摘 要
亞洲為全球宗教祭祀活動最為頻繁之區域，祭祀活動過程中燃燒大量拜香及金紙，導致大量有害空氣污染物排放至大氣。然而，台灣地區過去研究多半著重於寺廟祭祀活動焚燒拜香與金紙燃燒所排放之氣狀與粒狀法規污染物之量測、重金屬與多環芳香烴(PAHs)成份分析及室內空氣品質之探討，對於環境中含汞污染物之量測則付之闕如。
目前行政院環保署環境檢驗所公告之大氣汞(total atmospheric mercury；TAM)檢測標準方法(NIEA A304.10C)，其檢測對象為大氣中總氣態汞(total gaseous mercury；TGM)及顆粒態汞(particulate mercury；Hgp)，然而針對反應性氣態汞(reactive gaseous mercury；RGM)之檢測，則至今尚未公告標準方法。有鑑於此，本研究參考過去文獻中的擴散管吸附法，研發RGM採樣及分析方法，並將此方法與現有已公告之總氣態汞(TGM)及顆粒態汞(Hgp)檢測標準方法結合成完整的大氣汞(TAM)採樣系統，應用於寺廟室內外環境非尖峰日及尖峰日大氣汞濃度之量測，藉以瞭解寺廟祭祀行為對於室內外環境中含汞污染物濃度之影響。此外，本研究選擇市售沉香、檀香、傳統金紙及環保金紙，在自製燃燒室中進行焚燒實驗，藉以量測焚燒拜香及金紙所排放廢氣中含汞污染物濃度及含汞懸浮微粒(Hgp)粒徑分佈，並推估不同型態大氣汞之排放係數，再利用統計資料估算2011年台灣地區焚燒拜香及金紙所排放含汞污染物之總排放量。
本研究參考過去文獻研發RGM採樣及分析方法，經過RGM擴散管之空白測試、穿透率實驗及環境量測平行比對實驗之驗證顯示，RGM擴散管空白濃度介於過去文獻研究空白值3-4 pg/m3之間，且擴散管穿透率實驗及環境中平行比對實驗之濃度差異百分比，皆未超過5%之品質管制範圍，此結果說明本研究研發之RGM採樣及分析方法具有良好的可靠性。
本研究於寺廟非尖峰日及尖峰日室內外環境祭祀行為(焚燒拜香及金紙)所排放含汞污染物型態及濃度進行實場量測得知，非尖峰日室內及室外環境中TAM濃度分別為11.33 ng/m3及6.41 ng/m3；而尖峰日室內及室外環境中TAM濃度則分別為20.98 ng/m3及17.93 ng/m3。整體而言，寺廟祭祀行為焚燒拜香及金紙對於環境中TAM濃度有顯著影響，且會隨著祭祀行為強度增強而導致空氣中TAM濃度呈明顯上升趨勢。

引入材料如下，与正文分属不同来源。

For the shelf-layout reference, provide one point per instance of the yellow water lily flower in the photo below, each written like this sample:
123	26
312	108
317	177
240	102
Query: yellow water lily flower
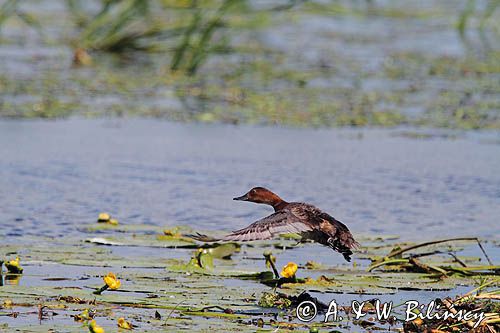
122	323
289	270
112	281
113	221
13	266
94	328
103	217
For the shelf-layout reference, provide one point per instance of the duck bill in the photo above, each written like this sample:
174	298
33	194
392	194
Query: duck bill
244	197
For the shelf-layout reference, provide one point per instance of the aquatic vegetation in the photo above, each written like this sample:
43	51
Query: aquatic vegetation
94	328
10	9
13	266
122	323
470	9
289	270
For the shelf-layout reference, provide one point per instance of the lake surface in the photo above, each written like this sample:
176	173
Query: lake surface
57	175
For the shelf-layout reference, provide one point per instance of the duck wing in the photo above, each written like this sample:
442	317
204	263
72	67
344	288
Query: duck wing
281	222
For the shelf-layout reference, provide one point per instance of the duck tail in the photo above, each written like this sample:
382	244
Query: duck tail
202	238
337	246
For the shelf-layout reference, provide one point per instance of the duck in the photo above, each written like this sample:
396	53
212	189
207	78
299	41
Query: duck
304	219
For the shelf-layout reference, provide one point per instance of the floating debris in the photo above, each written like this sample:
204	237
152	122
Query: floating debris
103	218
111	281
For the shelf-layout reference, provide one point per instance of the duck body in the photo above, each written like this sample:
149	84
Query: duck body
293	217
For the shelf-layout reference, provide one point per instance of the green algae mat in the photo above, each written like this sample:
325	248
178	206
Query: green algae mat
151	279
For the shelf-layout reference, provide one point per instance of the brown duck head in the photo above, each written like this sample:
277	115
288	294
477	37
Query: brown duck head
264	196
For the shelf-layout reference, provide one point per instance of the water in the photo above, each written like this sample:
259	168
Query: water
58	175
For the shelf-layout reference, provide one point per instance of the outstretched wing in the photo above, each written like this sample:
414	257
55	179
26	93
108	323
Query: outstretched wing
281	222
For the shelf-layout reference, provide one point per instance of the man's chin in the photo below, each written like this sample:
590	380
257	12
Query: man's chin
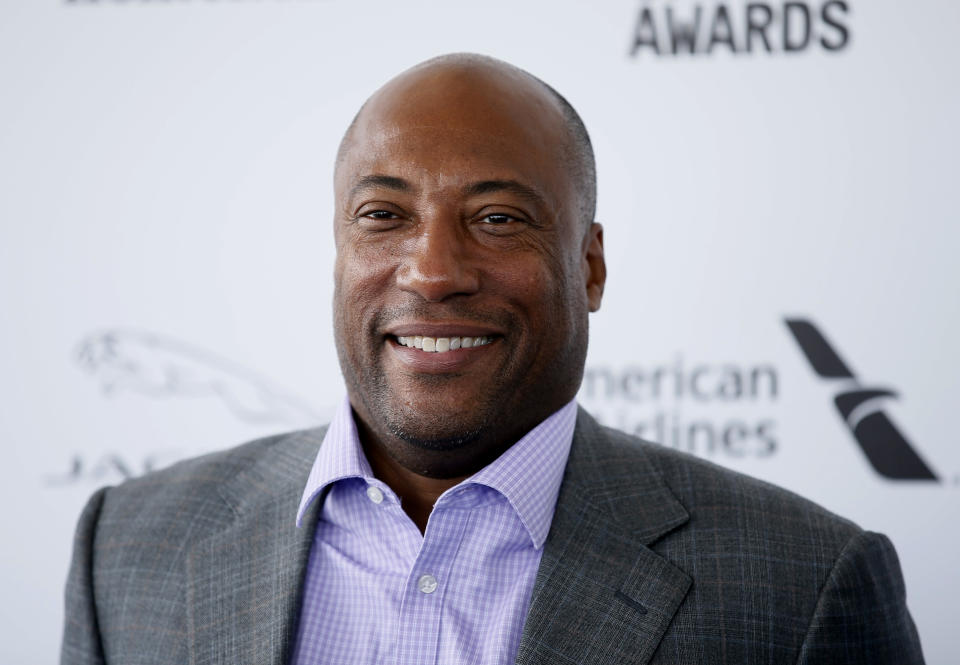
435	439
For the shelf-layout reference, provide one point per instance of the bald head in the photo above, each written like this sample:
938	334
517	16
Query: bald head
466	80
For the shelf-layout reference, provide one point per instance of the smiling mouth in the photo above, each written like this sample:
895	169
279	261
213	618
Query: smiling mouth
443	344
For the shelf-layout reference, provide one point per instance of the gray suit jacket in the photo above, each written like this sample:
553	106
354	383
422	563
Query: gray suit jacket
653	557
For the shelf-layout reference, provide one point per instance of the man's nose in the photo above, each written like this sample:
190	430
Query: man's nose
438	262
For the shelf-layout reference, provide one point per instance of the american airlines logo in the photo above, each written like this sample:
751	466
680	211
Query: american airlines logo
861	408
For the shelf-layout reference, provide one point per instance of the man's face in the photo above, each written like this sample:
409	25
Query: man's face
463	275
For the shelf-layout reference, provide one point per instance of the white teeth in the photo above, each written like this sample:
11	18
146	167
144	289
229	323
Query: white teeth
442	344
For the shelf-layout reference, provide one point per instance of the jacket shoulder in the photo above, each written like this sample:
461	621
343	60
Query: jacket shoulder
721	500
199	493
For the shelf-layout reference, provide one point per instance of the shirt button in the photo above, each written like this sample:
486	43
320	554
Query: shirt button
427	583
374	494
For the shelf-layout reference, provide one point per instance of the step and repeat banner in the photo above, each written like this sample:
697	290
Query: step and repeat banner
777	184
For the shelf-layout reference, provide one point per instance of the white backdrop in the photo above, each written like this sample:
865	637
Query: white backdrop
166	253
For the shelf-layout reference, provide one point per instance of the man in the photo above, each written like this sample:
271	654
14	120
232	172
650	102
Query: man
459	509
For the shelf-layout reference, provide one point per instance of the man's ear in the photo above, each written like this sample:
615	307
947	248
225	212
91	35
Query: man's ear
594	267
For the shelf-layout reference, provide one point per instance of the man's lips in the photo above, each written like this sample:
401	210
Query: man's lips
440	347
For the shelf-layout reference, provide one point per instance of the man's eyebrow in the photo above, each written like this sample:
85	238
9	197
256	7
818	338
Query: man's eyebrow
511	186
375	181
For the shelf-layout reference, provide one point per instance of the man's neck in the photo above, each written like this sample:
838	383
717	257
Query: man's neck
417	493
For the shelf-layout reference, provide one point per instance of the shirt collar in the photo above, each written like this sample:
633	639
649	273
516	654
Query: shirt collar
528	474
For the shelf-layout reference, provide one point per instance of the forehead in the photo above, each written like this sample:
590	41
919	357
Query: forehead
449	127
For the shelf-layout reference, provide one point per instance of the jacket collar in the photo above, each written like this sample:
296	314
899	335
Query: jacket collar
601	594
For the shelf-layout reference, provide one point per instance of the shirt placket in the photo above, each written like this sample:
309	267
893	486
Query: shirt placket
427	586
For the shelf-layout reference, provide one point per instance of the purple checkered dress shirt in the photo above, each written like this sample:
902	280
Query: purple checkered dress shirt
377	591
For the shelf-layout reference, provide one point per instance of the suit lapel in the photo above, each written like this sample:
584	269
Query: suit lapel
244	581
602	595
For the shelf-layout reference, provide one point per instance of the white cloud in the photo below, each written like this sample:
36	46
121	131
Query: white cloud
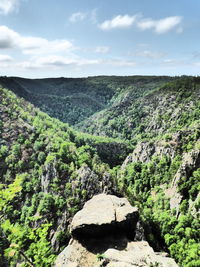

就燃燒室焚燒拜香及金紙量測結果而言，焚燒沉香、檀香、傳統金紙及環保金紙所排放廢氣中TGM濃度分別為460.93、662.42、11623.10及4065.12 ng/m3；而Hgp濃度則分別為95.91、135.07、52.20及18.03 ng/m3。整體而言，焚燒金紙所排放廢氣中TGM濃度約為拜香之13.97倍，但Hgp濃度則為焚燒拜香較高於金紙約3.29倍。此外，焚燒拜香及金紙所排放廢氣中Hgp粒徑分佈皆以細微粒為主，焚燒拜香之Hgp呈現多峰分佈；而焚燒金紙則呈現雙峰分佈。本研究量測焚燒沉香、檀香、傳統金紙及環保金紙所排放廢氣中TGM排放係數分別為8.63、12.16、11.28及4.02 ng/g；而Hgp排放係數則分別為1.15、1.66、1.88及0.65 ng/g。此外，2011年台灣地區沉香及檀香之使用量總和為649,444 ton/yr，而金紙使用量為364,488 ton/yr；利用本研究所量測焚燒傳統金紙TAM排放係數加以計算，推估2011年焚燒沉香及檀香所排放TAM總排放量約為7.56 kg/yr；而焚燒金紙所排放TAM總排放量約為3.87 kg/yr。

ABSTRACT
Asia has the highest worship activities in the world, which burns huge amount of incenses and joss paper and emits hazardous air pollutants to the atmosphere. However, previous researches in Taiwan focused mostly on measuring the criteria air pollutants and heavy metals emitted from burning incense and joss paper during the temple worship activities, analyzing the speciation and concentration of polycyclic aromatic hydrocarbons (PAHs), and discussing on their influences on indoor air quality, yet neglected the survey of mercury pollutants in the temple.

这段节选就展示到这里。